1 container of Philadelphia Ready-To-Eat Cheesecake Filling
about equal amount of non-dairy whipped topping (a.k.a. Cool Whip)

Fold these together until well blended. To this, fold in - 

1 can crushed pineapple, drained
2 - 11 oz, cans of mandarin orange segments, drained
1 cup shredded cocoanut
1 bottle of maraschino cherries, quartered

If desired, sprinkle miniature marshmallows on top just before serving.


----------



## rkunsaw (Jun 19, 2014)

That sounds like it would be good....with whipped cream. I refuse to eat cool whip.


----------



## Meanderer (Jun 21, 2014)

Wow!  I can almost taste it!  The fruit mixture would really take it up a notch or two.   For many years we made cheesecake the "hard" way, until we discovered Jello brand cheesecake mix.  It is much easier and very close to the real thing.  As far as the topping of choice....the key word is "Choice".


----------



## debodun (Jun 21, 2014)

rkunsaw said:


> That sounds like it would be good....with whipped cream. I refuse to eat cool whip.

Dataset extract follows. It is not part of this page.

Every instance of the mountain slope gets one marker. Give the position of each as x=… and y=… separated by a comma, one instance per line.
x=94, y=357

I find cool whip holds up better. Real whipped cream tends to separate (get watery) when mixed in. I suppose if you're taking to to a party when it will be eaten all in one sitting, it wouldn't matter.


----------



## LadyEmeraude (Nov 5, 2022)

Cheesecake Ambrosia sounds heavenly! I would love it, that is for sure ​


----------